Here's a list of issues found after comparing summary extract_html fields from 1.2.0 to 1.3.0 (MCS commit b0be98c). So far the wikis ar through es on the comparison report have been checked.
- scribunto-error as first paragraph selected for one article in bgwiki. We should consider removing span.scribunto-error from the DOM before selecting the intro paragraph. --> fixed in rGMOA050f9c2e122a
- We should also consider not going into any subsections, in the rare corner case where the lead section has a subsection. (This is rare but the new Parsoid section elements can be nested.): bn:শিক্ষা (fixed in https://bn.wikipedia.org/api/rest_v1/page/mobile-html/%E0%A6%B6%E0%A6%BF%E0%A6%95%E0%A7%8D%E0%A6%B7%E0%A6%BE/3400557)
Should be fixed on the Parsoid level or onwiki
- Infobox syntax shown one article on bnwiki
- books.google.com/books?isbn=0810864908 shown in one arwiki article
Recommend to be fixed onwiki
Moved most to T188134.
- Should be a list after the first paragraph: ca:Anarquisme
(I think the lead paragraph in this article is too long, and the two bullet items too large to fit into a summary.
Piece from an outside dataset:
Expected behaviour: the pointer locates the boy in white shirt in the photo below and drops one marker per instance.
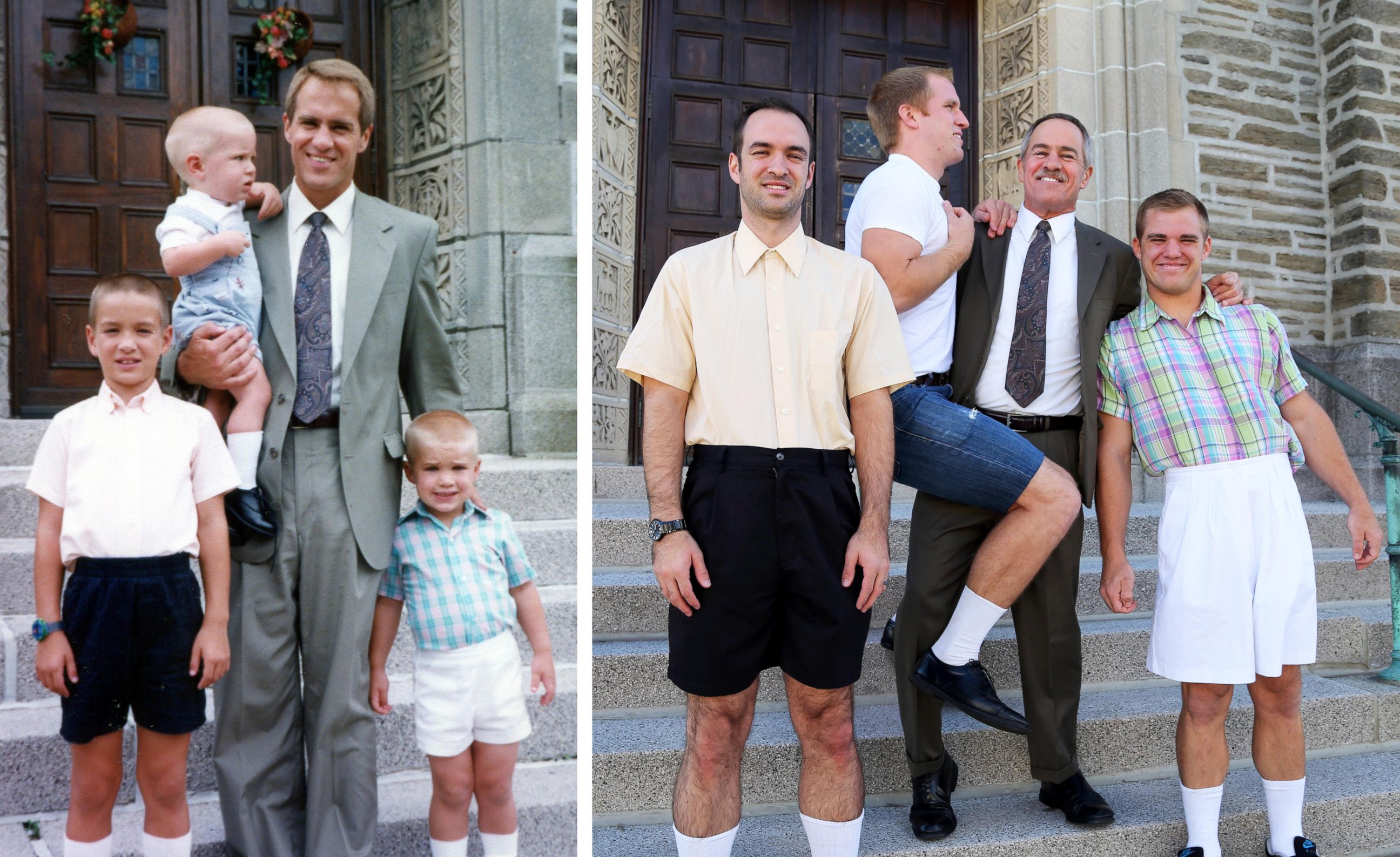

I don't have the Catalan skills to rewrite this so I'm going to punt on this.)
- title missing: de:Stuttgart (The de:Audio template uses the noprint class)
- would be nice to also include the paragraph immediately following the first when the end of the first paragraph ends with : These have some extra content or formatting HTML in between, though. So, best to fix onwiki: cs:Ohmův_zákon, cs:Archimédův_zákon, cs:Příslovce, da:Idealgasligning
Minor issues, some of which should probably be fixed in MCS
Most of these could also be fixed onwiki, see T188134.
- too many punctuation/whitespace characters (usually a result of stripping parentheticals or IPAs)
- double commas (,,): da:Blasfemi should probably be fixed onwiki
- comma before semicolon (,;): don't see it anymore with rGMOA1ee857e18296
- double spaces ( ): en:London, fixed in https://gerrit.wikimedia.org/r/c/414023/, another fix is
- space before comma ( ,): es:Grecia -> T220250
- space before semicolon ( ;): es:Célula
- consider not stripping ()
- from paragraphs after the first paragraph (e.g. in <li> elements): en:Suit (The latest version of that article is tough to handle since the list comes in a new section) , da:Kulstofkredsløb (this one is fixed now)
- with contents in bold (<b>foo</b>): el:Ευρωμπάσκετ, es:Número_áureo; but [HOLD OFF FOR NOW] since we probably want to get rid of all the IPAs in Azerbaijan.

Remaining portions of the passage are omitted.